As other fellow emotionally-avoidant types will understand, it was an overwhelming activity on several levels. But another recent experience had taught me to lean in, feel the range of emotions and embrace the mental load.


In the midst of the chaos of planning a move, we recently travelled with our children to the US and Canada. My husband, who grew up overseas, was due for a reunion with the graduating class from the international school he attended. Together, we spent several days as tourists in Chicago, chatting and catching up on a decade of life while gawking at the wonders of the stunning Midwestern capital. While at times it involved almost literally dragging a preschooler and a toddler around five different cities over two weeks, it was perhaps the most worthwhile challenge we've undertaken as a family.


What struck me from it was the rapid passage of time, the complexities of one another’s lives and the importance of staying connected to our stories and the stories of those we love.

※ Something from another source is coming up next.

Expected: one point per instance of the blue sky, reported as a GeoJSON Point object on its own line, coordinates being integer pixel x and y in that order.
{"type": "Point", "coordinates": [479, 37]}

The fact that these wonderful people would only be present physically with us for a few days meant we all dove deep, opened our lives up and spoke freely in a way which rarely happens in a quick catch-up with a friend or a playground trip.


At the end of the trip, I missed them dearly. We are still talking about how special the time was, and how we look forward to the next reunion in five or 10 years.


As I leaf through the various notes and documents, I’m now acutely aware that as time passes, it’s important to keep feeling the depths of our love for others and for the versions of ourselves who come and go throughout our lives. It's far too easy to relegate the parts of our lives we find confronting or overwhelming to our own versions of the three coloured folders.


A lack of time, distance, energy, resources - these can all be good excuses, but excuses nonetheless as to why we fail to keep connecting to the parts of our past that remain meaningful.


Perhaps it’s time to pour a cup of tea, open an old folder or box of photographs, and take some time to reminisce.